Nigeria has replaced its stable food with foreign food. Different types of yams, plantains and cassava were replaced with wheat bread from Europe and America, rice from Asia and lately Indomie generation have taken over. While most of the new stable food can be grown at home, Nigerians prefer the foreign imports loaded with sugar, salt, msg or magi cubes. Even our wara and honey were not developed for our taste. Trying to reorient Nigerians back to homemade food has become a daunting task.

Wheat bread has become world daily bread even in countries that do not grow wheat. It became an acquired taste leading to riots when there is a shortage of bread in many countries. These shortages have led to some importers incorporating home grown products into wheat for ages without the public realizing it. As soon as the Government encouraged and even decreed that bakers must incorporate cassava into bread, the people revolted because they do not want “adulterated” bread.

While white bleached bread became unpopular in European and American countries as they switched to whole grain or brown bread using multigrain in their bread like barley, flax seed, sunflower nutmeat, yellow corn grit, brown rice, millet, oats, soy flour, starch, flat seed, sesame seed etc. Nigerians would not have any of those. Nigerians rejected any bread incorporated with cassava, corn or millet. The irony demonstrate blatantly ignorance. It illustrates the problems African countries face about taste for our local stable local foods.

The same is true about Okrika and Ijebu made goods, products and services no matter how durable and skillfully made they are. Indeed, many Nigerians would argue that used foreign made cars are better than homemade or assembled. Many automobile plants had to close in the 80s for lack of patronage while foreign cars dominated the market. The height of ignorance was when Mercedes Benz replaced senior military officers cars.

As long as Africans spend a good part of their foreign income importing food, the amount their people spend on income would leave little on anything else decreasing their spending power and creating more people that would not be able to eat well leading to hunger as children suffer most. No amount of world program could help by bringing in food aid when local stable food has been abandoned.

International organization would be more helpful if they share and cooperate with local scientists in the development of genetically modified seeds of local food that are resistant to tropical diseases which sometimes wipe out a whole farm or rot too quickly before they get to the market. The lack of storage facilities must be addressed by the home governments. Their officials are the one selling foreign grains meant for free distributions.

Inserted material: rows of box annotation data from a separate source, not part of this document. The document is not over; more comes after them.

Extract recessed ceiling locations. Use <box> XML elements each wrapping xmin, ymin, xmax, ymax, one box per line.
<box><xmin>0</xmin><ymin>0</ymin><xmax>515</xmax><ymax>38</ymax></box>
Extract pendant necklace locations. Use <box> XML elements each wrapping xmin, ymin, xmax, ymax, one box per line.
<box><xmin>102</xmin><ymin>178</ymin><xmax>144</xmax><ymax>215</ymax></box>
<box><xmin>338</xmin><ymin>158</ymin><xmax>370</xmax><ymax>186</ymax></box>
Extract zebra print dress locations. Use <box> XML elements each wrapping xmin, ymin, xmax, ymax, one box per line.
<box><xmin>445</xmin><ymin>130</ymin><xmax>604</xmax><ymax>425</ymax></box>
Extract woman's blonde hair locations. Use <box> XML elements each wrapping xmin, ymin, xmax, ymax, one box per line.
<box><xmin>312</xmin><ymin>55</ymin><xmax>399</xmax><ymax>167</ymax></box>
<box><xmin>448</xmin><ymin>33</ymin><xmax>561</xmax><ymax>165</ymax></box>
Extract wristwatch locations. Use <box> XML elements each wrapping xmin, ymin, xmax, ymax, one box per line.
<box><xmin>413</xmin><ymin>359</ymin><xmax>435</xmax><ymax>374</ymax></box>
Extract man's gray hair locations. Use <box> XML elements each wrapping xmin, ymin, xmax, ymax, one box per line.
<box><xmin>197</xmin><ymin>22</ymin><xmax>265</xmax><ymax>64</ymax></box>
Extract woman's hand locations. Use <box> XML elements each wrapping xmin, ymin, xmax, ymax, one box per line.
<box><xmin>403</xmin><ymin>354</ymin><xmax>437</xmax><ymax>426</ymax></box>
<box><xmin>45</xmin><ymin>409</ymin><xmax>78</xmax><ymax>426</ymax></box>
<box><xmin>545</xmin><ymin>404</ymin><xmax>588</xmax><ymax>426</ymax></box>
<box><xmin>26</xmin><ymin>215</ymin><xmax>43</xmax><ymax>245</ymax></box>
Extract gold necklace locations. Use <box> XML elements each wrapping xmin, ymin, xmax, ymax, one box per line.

Until Nigerians change their tastes back to African products and services, we will continue to preach while there would be little movement to reach our goal of economic Independence. Simply put, no country or household can continue to spend more than the income he generates and expect to stay afloat. It is one thing to borrow for investments that will increase returns but another to borrow to acquire vanities.

Working hard to replace the reputation and integrity of Nigeria may not be as difficult as changing taste, orientation and actions in deeds, not just in words and promises. Most of our foreign incomes are wasted on contracts that could be executed at home to create local jobs. But in order to become “hard” currency billionaires, new projects are started by every administration while abandoning the one in progress left by previous administrations.